Corrales y golondrinas

Los corrales son más de escoba de ramas, de carros y aperos de labranza. Los patios, de azulejos y macetas. Los dos comparten cielo estrellado, con sus grises o azules y el tiralíneas del sol que traza sombras y solanas. Y la lluvia. ¡Cuánto gozo verla caer tras la ventana!  Las casas que disponen de ellos prolongan hasta allí la confianza de acceso que se otorga a ciertos vecinos: ¿Se puede? Hasta el corral.  Son trastienda y rebotica. Confidencias a media voz, porque las palabras, como los gatos, escalan las tapias. 

Pegado a un madero de la techumbre, donde guardamos cisco y carbón, hace su nido una pareja de golondrinas.  Elaborada artesanía con saliva, barro y paja que tiene forma de concha de bautizo.  Entran y salen por la oquedad de la ventana en una labor constante de acarreo y construcción. Le dejan al nido una abertura tan estrecha que nos enteramos que han nacido las crías cuando asoman sus cabezas con las bocas abiertas de par en par para recibir el alimento que les traen los padres. Vuelan como saetas sinuosas por las calles, cortando el aire y esquivando esquinas. A veces pasan casi rozándonos. Beben en la cantera del ejido y en los pilares de las fuentes. Sus picos son agujas que hilvanan el agua casi sin tocarla.  Los cables del tendido, su andén de despedida cuando llega el final de verano. Los niños cazamos con tirachinas. Los confeccionamos con tiras de gomas de cámaras, un palo con forma de horquilla y un trozo de cuero donde ponemos la piedra.  A ellas no les hacemos daño. Las respetamos porque sabemos que le quitaron las espinas al Señor en la cruz.  Sus migraciones al continente africano, según cuentan, son prodigiosas. No saltan vallas ni les ponen sobre sus gráciles cuerpos una manta de la Cruz Roja a la llegada. Alas de velero, al viento del Estrecho. Las más tunas, en las jarcias de los barcos, polizones sin peaje.

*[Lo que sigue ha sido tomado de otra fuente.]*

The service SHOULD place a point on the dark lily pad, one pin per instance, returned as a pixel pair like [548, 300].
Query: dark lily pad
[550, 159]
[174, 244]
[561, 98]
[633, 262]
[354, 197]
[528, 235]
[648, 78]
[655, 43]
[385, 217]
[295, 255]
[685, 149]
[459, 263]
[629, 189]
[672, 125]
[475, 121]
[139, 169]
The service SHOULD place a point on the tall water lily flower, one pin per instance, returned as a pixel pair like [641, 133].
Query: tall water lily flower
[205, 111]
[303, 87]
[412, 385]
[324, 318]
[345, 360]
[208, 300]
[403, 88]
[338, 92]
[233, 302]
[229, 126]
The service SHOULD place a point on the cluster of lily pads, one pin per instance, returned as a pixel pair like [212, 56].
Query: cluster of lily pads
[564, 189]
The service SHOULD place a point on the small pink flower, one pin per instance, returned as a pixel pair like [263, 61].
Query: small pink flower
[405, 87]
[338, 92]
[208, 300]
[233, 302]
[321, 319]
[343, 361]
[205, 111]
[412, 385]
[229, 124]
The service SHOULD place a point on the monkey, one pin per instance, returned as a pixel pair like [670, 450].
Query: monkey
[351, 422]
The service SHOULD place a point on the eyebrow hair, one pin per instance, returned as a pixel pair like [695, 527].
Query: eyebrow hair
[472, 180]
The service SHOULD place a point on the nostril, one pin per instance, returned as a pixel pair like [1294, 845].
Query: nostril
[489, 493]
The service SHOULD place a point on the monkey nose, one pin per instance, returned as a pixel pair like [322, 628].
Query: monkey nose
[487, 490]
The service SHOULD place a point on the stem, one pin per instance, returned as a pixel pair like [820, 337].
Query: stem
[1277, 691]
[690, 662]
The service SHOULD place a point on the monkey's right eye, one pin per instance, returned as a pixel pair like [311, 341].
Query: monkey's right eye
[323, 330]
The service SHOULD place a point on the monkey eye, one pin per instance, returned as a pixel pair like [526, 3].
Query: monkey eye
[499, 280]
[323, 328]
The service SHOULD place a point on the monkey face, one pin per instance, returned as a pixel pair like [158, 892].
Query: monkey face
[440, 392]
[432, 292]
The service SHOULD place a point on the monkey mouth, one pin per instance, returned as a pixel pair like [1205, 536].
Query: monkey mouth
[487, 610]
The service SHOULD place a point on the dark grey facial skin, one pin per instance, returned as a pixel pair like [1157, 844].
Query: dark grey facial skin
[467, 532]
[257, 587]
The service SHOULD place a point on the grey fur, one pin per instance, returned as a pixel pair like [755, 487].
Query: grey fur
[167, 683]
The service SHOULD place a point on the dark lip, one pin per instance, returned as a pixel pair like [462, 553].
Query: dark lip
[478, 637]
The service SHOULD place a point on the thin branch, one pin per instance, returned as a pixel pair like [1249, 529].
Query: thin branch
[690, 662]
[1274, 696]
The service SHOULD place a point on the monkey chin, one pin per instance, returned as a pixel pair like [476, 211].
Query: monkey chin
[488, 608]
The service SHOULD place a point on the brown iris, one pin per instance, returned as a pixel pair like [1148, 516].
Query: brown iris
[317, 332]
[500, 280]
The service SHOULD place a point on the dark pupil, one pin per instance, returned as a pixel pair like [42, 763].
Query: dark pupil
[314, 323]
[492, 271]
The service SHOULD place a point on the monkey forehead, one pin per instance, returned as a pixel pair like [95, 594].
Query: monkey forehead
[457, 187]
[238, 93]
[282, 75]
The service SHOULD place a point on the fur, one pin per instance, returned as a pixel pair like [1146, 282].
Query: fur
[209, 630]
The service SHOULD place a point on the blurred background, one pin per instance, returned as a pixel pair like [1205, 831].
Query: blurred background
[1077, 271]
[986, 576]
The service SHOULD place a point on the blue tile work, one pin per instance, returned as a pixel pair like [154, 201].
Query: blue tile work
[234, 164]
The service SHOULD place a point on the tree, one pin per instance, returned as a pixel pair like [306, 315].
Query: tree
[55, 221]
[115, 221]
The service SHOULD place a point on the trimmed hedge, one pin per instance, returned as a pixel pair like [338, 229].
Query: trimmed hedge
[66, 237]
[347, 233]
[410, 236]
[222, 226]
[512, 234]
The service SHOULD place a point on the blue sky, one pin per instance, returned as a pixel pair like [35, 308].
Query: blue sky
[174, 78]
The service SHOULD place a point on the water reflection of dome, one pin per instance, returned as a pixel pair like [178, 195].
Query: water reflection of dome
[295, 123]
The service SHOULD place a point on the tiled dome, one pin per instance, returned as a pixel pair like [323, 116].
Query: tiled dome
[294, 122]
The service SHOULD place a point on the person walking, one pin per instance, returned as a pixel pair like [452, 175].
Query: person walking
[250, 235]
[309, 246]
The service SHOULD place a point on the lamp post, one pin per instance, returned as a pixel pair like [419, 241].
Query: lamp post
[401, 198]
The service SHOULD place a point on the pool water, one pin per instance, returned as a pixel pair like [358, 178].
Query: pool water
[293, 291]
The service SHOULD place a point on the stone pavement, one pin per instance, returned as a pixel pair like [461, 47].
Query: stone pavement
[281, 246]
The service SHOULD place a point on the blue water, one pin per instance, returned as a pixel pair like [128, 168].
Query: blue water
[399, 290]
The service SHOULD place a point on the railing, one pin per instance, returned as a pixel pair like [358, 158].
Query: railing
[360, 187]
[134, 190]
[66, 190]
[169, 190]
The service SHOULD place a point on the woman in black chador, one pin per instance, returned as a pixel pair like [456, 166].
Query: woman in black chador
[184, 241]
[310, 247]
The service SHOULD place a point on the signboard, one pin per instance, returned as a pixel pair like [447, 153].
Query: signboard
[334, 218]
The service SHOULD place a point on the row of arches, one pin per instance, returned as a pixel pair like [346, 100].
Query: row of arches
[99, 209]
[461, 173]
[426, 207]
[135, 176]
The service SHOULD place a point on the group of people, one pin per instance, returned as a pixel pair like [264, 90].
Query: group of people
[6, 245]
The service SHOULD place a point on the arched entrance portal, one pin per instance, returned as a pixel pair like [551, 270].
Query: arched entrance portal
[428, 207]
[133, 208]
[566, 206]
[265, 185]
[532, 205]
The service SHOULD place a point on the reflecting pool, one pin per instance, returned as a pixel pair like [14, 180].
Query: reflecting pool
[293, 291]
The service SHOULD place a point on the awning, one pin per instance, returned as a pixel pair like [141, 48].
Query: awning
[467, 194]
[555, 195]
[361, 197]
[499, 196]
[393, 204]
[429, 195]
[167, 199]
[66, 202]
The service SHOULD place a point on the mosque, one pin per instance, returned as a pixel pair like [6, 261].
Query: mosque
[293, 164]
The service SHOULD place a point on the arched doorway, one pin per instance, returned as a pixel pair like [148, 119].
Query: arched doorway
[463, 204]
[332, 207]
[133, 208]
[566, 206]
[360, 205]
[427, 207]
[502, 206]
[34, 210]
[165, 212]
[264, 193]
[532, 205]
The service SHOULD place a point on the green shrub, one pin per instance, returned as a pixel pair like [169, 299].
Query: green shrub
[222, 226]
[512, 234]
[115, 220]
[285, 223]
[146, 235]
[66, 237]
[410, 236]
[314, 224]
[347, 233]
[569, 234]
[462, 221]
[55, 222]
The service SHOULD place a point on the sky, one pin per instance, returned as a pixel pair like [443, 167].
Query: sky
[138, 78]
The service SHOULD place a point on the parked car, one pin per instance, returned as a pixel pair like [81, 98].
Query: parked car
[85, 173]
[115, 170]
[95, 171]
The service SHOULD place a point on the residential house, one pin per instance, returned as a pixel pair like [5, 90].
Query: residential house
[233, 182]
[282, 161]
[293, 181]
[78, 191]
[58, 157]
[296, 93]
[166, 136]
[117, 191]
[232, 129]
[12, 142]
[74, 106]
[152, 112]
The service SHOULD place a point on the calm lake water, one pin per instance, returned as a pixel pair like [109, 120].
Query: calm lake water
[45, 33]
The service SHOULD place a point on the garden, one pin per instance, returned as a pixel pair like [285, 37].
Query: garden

En la parte del corral que aún está de rollos nos lava mi madre todas las tardes. Aguamanil, palangana, estropajo, jabón verde y agua clara componen la intendencia básica para el ‘escamondeo’. Las rodillas y las manos, recogedores naturales de toda la suciedad que hay por los suelos, son las que reciben el mayor castigo, hasta sacarles el rubor de la vergüenza.  Nos quejamos durante todo el tiempo que dura el aseo. Yo, cuando más protesto es cuando me lava la cara porque no puedo abrir los ojos. Después, según toque, nos da una jícara de chocolate y un trozo de pan. O este, con aceite y azúcar, y salimos a la calle a jugar con los amigos.

 En un rincón del corral la parra extiende sus brazos retorcidos sobre los alambres con los primeros brotes. Cae la tarde y el sol amarillea en los resaltos de las casas y en la torre.